On the web there may also be an issue with needing to know the defining global environment of a function in order to perform a security check; that will itself prevent global environments from being garbage-collected while any functions created in that environment are still live. (One can probably imagine other mechanisms for that functionality.)

I guarantee these types of reference leaks will be high on the list of very bad bugs written by Java programmer turned ES4 programmer using function closures w/o realizing that they are doing. In fact I can already see the Slashdot posting "ES4 memory leak crashes University X's autonomous vehicle".

I doubt ES4 will provide the necessary safe-for-space guarantees to prevent this (though ES3 programmers are the more likely culprits IMO :-)

# P T Withington (18 years ago)

On 2007-12-07, at 05:06 EST, Lars Hansen wrote:

That may in turn require heap-allocating individual captured storage cells in order to avoid capturing entire rib objects, which in its turn may cause overall slowdowns in code that does use closures.

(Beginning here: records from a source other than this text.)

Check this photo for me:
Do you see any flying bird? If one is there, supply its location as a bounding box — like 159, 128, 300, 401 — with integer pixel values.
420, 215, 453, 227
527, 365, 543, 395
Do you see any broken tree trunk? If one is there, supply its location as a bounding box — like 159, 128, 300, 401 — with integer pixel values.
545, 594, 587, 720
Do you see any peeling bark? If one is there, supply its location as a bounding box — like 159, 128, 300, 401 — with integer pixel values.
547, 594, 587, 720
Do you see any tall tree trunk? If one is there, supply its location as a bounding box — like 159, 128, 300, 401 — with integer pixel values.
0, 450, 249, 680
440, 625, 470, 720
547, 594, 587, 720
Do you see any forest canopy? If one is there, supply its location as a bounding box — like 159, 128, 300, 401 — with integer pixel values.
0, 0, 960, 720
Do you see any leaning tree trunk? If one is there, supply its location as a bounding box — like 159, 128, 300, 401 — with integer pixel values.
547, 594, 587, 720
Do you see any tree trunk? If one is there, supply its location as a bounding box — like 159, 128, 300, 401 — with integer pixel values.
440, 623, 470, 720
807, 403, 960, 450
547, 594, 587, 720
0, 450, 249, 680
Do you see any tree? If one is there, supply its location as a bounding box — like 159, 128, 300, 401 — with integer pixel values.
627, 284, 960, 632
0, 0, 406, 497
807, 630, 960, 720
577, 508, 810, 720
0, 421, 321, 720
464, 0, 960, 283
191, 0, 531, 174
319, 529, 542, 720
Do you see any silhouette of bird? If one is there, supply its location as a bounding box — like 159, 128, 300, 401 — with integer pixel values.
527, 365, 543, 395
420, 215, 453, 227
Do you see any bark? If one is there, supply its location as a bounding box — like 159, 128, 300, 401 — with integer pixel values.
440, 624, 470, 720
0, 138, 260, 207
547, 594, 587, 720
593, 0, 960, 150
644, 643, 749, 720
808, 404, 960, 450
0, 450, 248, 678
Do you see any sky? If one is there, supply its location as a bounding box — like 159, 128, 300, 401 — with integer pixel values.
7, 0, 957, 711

My experience is that closures are poorly implemented in current es3
runtimes because they don't do this analysis and instead capture the
entire environment, making them much more expensive than allocating
an instance. My Lisp experience is that the compiler can warn when an
'indefinite extent' (upward) closure is being created to help the
programmer avoid those (and the compiler can stack-allocate the
captured state for 'dynamic extent' (downward) ones). Some languages
eschew closures altogether because they are isomorphic to instances,
but with explicit allocation. Personally, I find downward closures a
powerful structuring tool, so I am glad we have them; but upward
closures can be difficult for even the expert to spot, so I hope
implementors will give us a hand there.

# Mike Shaver (18 years ago)

On Dec 7, 2007 11:00 AM, P T Withington <ptw at pobox.com> wrote:

My Lisp experience is that the compiler can warn when an 'indefinite extent' (upward) closure is being created to help the programmer avoid those (and the compiler can stack-allocate the captured state for 'dynamic extent' (downward) ones). Some languages eschew closures altogether because they are isomorphic to instances, but with explicit allocation. Personally, I find downward closures a powerful structuring tool, so I am glad we have them; but upward closures can be difficult for even the expert to spot, so I hope implementors will give us a hand there.

Upward closures, if I understand the terminology correctly, are quite common on the web, such as when passed as an argument to setTimeout or installed as an event handler. Doing a better job of handling the structuring uses of downward closures would indeed be quite righteous, but I don't think we're going to stamp out upward closures any time soon.